Career Services Encourages Underclassmen To Seek Advice For Future

Emily Glazer

By Emily GlazerThe Daily Northwesterm

With Winter Quarter around the corner, many students realize it’s about time to start worrying about their summer plans. Juniors and seniors often are the ones dominating this job hunt – but what about the other half of Northwestern undergraduates?

Although most freshmen and many sophomores are unaware of the assistance that University Career Services has to offer, there are still a number of events and one-on-one appointments that are available to underclassmen, said Aimee Clum, internship advisor at Career Services.

Underclassmen might not be working towards a job offer, but the work done at Career Services is based mostly on career development.

“We can think about potential areas of industry where they may want to get their feet wet,” she said.

Clum also stressed that Career Services and its resources are available for all NU students, regardless of school or class.

But some students admitted they knew nothing about Career Services.

“I have no clue what it is – I ignore those e-mails,” said Sarina Arnold, a McCormick freshman.

Other underclassmen assume they have to visit Career Services with a set plan or simply are ambivalent about preparing for the future, Clum said.

Lonnie Dunlap, director of Career Services, stressed that freshmen don’t need to have a plan before they visit.

“We’ll help them put the pieces of the puzzle together,” she said. “They can start at ground zero.”

Jessicca Wolf, a Weinberg senior, went to Career Services in the middle of her sophomore year. She received advice about career development, including a personality test to figure out what career path to pursue, she said.

Wolf she she found the experience helpful and this year decided to become a Career Peer, a student advisor at Career Services.

She said she has noticed that many students mistakenly believe that Career Services is only for upperclassmen.

“There are plenty of opportunities for underclassmen,” she said.

“It’s about the job development process and getting ready for that junior and senior year job search, whether it’s developing your resume, cover letter or choosing a major,” she said.
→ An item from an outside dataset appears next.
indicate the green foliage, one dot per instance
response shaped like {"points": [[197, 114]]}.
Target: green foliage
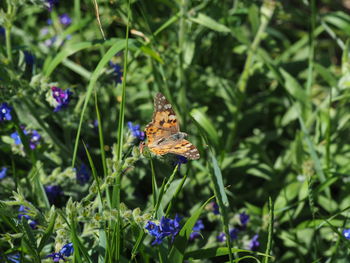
{"points": [[260, 87]]}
On Tuesday, Career Services will help host the Internship Initiative at Norris University Center, where students can learn about 15 different industries, Clum said.

Internship Initiative takes place in November so students can mull over their opportunities during the holidays. Career Services usually sees the highest number of job postings in January and February, she said.
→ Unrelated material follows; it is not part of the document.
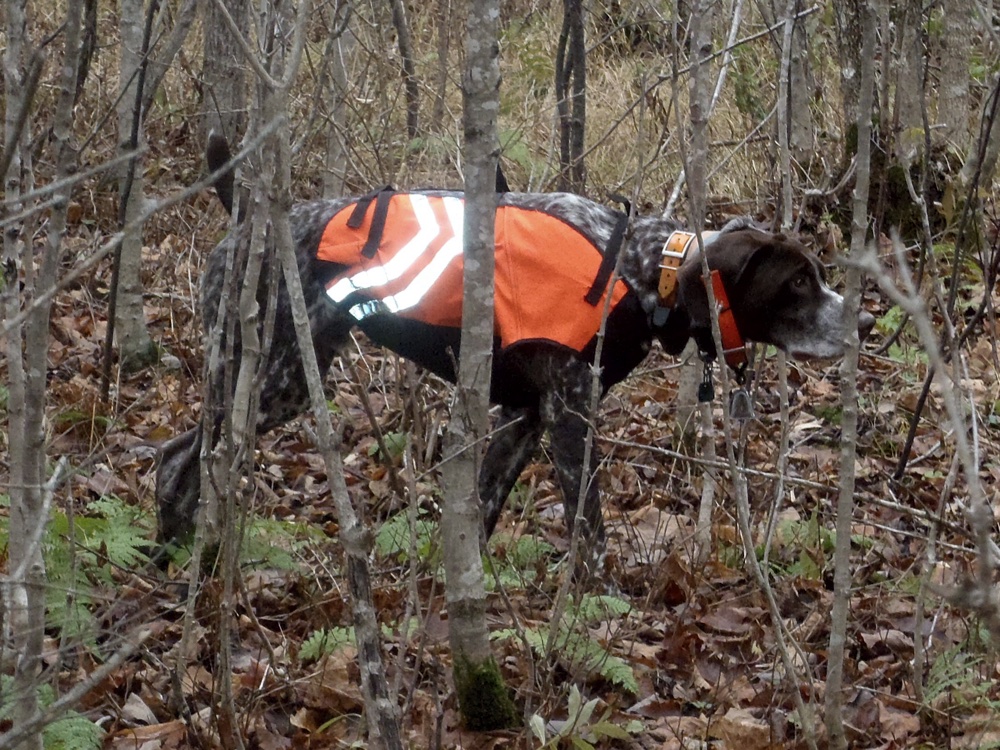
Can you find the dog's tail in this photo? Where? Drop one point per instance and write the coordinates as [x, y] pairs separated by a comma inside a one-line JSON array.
[[218, 155]]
Clum said job postings differ based on industry. For example, government positions post in November to leave time for security clearances, while non-profit jobs are offered in the early spring.

Clum encouraged underclassmen not to be intimidated and to maximize their time at NU.

“Students will be that much more fulfilled and will ideally end up with a career after graduation, rather than leap-frogging so much early on in their careers,” Clum said.